After the undeniable success of the McRib in late 2011, McDonalds continues to roll out its most disastrous offerings, all successfully. Market analysis and demographic segmentation leads the corporation to open its first Ironic McDonalds in Bushwick (think New Williamsburg). The franchise, offering such catastrophic failures as the Hulaburger, McDLT, Arch Deluxe, McLobster, McHotdog, McPizza, McPasta, McAfrica and McLean, is a complete success. The chain now offers Pabst Blue McRibbon, a 1:1 mixture of PBR and McRib sauce.
Food Trucks Become Food Motorcycles Become Food Rollerskates
The biggest hit is “Cambodian Chimichanga Man,” who attracts lines of lunchers at Madison Square Park with food he makes solely from ingredients found in his pockets.
Hyper Local, Literally Organic
More and more kitchens swoon diners with their promise of environmental awareness to the point of creating a club of restaurants known as Hyp-Lo LiterOrga. In order for an eatery to classify for membership, all of their ingredients must be grown under the table they’ll eventually be served on and cannot contain any molecule of food composed of non-carbon-based compounds. While expensive (a side of microgreens might go for $450), customers reason they’re “just doing our part… just doing our part, you know?”
Ethnic Oversaturation Time Reversal
At the meeting point of Chinatown, Little Italy and the Lower East Side, the food becomes increasingly ethnically involved and diverse to the point of oversaturation.
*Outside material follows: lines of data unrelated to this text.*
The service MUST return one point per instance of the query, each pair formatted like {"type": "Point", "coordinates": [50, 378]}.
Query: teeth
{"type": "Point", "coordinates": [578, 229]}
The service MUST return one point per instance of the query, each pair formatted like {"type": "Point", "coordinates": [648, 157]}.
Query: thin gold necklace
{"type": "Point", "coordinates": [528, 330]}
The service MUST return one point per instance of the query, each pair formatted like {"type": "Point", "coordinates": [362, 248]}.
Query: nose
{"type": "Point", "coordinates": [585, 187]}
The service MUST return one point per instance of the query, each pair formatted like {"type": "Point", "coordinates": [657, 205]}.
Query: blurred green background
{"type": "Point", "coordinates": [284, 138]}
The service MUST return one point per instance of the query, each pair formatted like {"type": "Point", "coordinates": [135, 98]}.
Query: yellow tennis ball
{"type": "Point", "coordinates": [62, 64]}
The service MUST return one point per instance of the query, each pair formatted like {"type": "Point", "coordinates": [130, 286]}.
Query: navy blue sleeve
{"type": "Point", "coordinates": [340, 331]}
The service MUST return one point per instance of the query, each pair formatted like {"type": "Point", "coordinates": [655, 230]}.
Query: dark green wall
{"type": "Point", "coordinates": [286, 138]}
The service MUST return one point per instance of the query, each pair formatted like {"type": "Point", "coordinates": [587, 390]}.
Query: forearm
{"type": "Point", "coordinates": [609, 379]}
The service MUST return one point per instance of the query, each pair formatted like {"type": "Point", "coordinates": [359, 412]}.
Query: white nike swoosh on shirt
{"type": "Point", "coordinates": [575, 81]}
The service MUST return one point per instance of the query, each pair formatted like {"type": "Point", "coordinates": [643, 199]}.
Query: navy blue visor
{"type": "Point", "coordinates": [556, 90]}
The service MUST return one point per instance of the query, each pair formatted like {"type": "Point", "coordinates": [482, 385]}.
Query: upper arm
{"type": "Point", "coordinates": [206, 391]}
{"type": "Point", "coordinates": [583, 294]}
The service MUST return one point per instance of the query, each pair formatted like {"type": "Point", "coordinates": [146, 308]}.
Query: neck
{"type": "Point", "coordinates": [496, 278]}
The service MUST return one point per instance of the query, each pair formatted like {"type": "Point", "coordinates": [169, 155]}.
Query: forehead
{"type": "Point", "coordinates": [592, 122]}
The result is a small neighborhood — dubbed by real estate agents as LiLo, for Lindsay Lohan — with the complete absence of any ethnic flavors, textures or ingredients. Popular dishes include potatoes and eggs mixed in a bowl with salt, corn with squash and salt, and green beans and offal without salt.
The Machine Revolution Begins
Eventually, the public loses its faith in Yelp, due to human subjectivity and error. Thankfully, with the introduction of the iPhone 12, eaters can simply insert their phone into the food and be told how good it is, after the device consumes the entire dish. The results are posted to the internet and the eater can go home and eat human food. The iPhone preferences start to influence chef’s choices and soon restaurants are made to the fancy of the machines. Victorious chefs are treated with respect and nobility, whereas the unsatisfactory chefs are publicly defeated and ground into the rest of the gruel served to the mortals.